Glass, More, Dutton, Chapman and Marsh were sent by Ashley to determine a new trapping route. In a bullboat they set off, intending to travel up the Powder River, which is a tributary of the Yellowstone River, across and down the Platte to the bluffs. However, near the junction with the Laramie River they came upon 38 Indian lodges and several Indians on the shore. The Indians appeared to be friendly at first, and the trappers mistook them for Pawnees. But after coming ashore and eating with the Indians, Glass determined them to be Arikara. From past encounters he knew they were anything but friendly. The trappers returned to the bullboat and attempted the far shore with the Indians swimming after them. Both groups arrived at the opposite shore at around the same time, where two of the party, More and Chapman, were killed. Marsh and Dutton, escaped and reunited later. Glass found a large rock grouping to shield him from view of the Arikara Indians. He later was able to return to Fort Kiowa with a party of Sioux Indians.
In August of 1823, near the fork of the Grand River in present day Perkins County, South Dakota, Glass was scouting ahead of his trading partners when he was attacked by a sow bear tending to two cubs. Although he managed to kill the bear, he was badly mutilated and mauled to unconsciousness. The video below describes the events of the attack and amazing aftermath.
A monument to Glass stands near the site of his mauling on the southern short of the Shadehill Reservoir on the forks of the Grand River.
Glass could not stay away from the frontier. He returned, employed as a hunter for the Garrison at Fort Union, where he died at the hands of Arikara Indians in 1833 on the Yellowstone River at the age of 53.
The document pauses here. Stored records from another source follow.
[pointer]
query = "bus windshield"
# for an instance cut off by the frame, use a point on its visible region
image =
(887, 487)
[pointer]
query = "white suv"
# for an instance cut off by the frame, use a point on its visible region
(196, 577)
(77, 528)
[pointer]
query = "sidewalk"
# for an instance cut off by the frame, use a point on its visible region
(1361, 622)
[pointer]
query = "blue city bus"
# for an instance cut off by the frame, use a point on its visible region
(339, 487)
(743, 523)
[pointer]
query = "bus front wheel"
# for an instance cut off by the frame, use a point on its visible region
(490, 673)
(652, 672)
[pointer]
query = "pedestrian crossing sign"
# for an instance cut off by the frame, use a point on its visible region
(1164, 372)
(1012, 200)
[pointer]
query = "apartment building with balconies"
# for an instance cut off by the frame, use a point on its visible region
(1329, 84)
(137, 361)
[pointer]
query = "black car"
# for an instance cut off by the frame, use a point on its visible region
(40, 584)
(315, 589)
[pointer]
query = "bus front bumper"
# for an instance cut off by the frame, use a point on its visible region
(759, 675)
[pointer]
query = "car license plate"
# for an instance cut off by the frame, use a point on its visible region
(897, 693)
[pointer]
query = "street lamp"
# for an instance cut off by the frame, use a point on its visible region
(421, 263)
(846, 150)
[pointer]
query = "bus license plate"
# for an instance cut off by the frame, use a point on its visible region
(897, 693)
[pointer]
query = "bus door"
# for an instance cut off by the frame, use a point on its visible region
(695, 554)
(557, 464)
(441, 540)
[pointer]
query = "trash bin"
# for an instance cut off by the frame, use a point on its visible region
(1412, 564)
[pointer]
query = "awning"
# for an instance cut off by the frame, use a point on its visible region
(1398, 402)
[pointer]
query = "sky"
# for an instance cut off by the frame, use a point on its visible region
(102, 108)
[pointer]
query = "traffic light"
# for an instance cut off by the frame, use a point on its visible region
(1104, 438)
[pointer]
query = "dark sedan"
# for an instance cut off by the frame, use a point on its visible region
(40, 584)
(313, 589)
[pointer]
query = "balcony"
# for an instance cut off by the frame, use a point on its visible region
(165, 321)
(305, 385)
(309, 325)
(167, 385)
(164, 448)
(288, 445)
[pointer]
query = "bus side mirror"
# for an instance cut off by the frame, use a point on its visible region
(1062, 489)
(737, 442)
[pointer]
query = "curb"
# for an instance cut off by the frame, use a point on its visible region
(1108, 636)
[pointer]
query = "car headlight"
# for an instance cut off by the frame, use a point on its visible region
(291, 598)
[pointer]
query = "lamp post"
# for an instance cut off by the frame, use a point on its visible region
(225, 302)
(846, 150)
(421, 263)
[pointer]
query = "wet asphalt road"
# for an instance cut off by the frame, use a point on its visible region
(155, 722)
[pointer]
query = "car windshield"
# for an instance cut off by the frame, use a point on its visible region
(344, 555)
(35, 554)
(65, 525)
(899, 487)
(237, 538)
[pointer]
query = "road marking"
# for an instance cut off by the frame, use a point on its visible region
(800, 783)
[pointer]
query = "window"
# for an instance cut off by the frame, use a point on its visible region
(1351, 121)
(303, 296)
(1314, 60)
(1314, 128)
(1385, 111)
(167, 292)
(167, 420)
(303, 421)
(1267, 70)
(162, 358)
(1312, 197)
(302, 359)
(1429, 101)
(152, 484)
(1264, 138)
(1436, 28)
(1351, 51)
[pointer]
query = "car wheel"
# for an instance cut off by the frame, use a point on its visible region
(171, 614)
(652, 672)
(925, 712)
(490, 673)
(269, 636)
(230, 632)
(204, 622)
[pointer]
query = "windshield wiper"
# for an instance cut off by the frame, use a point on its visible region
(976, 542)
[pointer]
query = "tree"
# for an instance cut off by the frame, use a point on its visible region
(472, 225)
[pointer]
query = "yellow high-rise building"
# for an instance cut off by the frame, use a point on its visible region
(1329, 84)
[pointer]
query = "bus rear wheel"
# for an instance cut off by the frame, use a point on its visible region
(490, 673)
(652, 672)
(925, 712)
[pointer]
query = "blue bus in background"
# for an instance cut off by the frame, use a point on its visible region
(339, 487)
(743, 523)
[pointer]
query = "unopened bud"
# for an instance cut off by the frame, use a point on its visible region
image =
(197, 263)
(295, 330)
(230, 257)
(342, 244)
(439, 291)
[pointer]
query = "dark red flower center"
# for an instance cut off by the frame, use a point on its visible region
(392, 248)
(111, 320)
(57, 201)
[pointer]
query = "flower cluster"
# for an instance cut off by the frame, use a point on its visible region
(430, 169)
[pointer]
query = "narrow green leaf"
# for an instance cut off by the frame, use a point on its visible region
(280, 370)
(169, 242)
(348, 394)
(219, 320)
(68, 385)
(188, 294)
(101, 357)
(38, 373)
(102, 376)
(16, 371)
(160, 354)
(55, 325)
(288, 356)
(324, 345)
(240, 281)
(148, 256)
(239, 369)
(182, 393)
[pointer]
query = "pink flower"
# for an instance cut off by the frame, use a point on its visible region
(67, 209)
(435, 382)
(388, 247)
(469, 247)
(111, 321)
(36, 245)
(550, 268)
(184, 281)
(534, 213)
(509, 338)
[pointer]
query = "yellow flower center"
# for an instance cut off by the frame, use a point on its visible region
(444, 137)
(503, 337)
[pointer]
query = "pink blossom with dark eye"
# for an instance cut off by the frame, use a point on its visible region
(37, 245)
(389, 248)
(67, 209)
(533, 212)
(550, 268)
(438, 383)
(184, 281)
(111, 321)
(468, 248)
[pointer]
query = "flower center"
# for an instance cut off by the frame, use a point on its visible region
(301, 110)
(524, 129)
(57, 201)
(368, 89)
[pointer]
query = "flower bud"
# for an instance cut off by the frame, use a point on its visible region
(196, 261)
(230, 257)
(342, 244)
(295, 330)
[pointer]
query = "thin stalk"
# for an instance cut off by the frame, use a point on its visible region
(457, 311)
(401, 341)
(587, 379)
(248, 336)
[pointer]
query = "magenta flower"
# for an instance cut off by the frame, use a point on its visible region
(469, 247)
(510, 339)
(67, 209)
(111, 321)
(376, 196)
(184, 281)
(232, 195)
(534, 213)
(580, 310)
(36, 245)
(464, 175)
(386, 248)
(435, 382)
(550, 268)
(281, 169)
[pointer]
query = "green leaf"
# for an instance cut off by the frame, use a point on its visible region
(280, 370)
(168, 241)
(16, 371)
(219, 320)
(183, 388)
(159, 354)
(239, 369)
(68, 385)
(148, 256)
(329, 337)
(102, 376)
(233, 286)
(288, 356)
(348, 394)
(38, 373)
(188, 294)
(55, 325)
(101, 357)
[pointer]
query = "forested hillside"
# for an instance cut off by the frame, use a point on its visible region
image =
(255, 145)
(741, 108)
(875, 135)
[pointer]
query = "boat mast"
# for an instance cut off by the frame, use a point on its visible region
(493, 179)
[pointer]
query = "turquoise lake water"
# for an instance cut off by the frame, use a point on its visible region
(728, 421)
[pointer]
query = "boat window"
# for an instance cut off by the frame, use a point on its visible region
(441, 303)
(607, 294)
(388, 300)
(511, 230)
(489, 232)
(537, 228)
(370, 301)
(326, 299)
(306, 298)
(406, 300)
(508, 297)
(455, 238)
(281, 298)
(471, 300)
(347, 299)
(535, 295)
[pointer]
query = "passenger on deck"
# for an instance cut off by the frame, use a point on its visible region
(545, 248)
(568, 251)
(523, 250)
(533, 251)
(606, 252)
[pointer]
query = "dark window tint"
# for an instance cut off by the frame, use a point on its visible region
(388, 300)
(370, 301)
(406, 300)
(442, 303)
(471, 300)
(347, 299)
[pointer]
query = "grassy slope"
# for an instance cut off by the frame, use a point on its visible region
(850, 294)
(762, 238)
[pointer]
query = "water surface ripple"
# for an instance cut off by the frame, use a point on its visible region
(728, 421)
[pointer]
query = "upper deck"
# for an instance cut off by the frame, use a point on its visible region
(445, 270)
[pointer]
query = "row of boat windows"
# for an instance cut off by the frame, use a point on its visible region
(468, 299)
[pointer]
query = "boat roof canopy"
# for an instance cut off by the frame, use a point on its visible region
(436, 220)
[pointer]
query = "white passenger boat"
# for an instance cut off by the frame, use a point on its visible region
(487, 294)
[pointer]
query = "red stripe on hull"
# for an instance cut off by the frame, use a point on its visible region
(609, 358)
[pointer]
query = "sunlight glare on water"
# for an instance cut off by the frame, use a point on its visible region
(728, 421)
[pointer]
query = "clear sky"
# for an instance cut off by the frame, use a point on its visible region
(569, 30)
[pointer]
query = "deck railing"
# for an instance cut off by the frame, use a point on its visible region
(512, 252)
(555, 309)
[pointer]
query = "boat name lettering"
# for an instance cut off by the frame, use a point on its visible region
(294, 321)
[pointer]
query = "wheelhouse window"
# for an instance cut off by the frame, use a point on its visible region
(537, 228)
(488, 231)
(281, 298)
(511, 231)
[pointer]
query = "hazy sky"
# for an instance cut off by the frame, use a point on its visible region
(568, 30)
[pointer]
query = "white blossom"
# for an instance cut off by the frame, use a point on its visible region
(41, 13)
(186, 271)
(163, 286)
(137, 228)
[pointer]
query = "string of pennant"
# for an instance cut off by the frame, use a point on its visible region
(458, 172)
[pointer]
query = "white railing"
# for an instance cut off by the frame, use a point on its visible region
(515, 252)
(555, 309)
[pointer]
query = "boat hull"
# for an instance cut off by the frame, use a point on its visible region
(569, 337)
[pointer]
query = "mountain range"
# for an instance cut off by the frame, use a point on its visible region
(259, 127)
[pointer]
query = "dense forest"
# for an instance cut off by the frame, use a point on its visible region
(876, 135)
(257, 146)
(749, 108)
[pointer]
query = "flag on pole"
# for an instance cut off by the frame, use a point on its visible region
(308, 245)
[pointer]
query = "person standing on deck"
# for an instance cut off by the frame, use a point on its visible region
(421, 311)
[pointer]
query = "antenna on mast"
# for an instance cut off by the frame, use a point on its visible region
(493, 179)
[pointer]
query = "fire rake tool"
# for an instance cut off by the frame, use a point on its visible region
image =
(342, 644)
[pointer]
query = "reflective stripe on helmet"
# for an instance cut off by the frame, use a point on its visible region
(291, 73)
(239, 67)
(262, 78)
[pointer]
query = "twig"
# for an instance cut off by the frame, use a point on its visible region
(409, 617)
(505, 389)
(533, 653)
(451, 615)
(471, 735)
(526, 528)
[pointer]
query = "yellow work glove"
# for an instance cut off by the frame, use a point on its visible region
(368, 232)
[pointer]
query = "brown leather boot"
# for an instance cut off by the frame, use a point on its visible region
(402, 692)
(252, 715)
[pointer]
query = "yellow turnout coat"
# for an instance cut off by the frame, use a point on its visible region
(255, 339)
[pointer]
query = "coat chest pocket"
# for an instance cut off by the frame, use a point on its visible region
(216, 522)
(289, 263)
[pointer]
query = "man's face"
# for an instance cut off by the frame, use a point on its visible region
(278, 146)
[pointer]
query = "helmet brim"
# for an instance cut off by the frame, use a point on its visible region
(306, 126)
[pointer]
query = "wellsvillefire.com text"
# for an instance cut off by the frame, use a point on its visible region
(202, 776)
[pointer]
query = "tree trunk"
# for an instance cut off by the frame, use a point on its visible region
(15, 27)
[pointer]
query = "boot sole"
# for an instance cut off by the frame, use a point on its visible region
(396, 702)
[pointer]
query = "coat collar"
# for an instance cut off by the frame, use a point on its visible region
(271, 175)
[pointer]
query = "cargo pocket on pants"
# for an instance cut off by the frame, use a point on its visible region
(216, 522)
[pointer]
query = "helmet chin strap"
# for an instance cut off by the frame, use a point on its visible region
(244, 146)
In the book, The Deaths of the Bravos by John Myers, the Arikara Indians tried to pass themselves off as Minitaris Indians to trappers employed by Amfurco. Johnson Gardner, one of the trappers, recognized Hugh Glass’ rifle – the same rifle that Glass had retrieved from Fitzgerald after he was left for dead from the bear attack — and surmised that the Indians were actually the Arikaras who had killed Glass. The Indians were executed by the trappers as revenge for the death of Hugh Glass.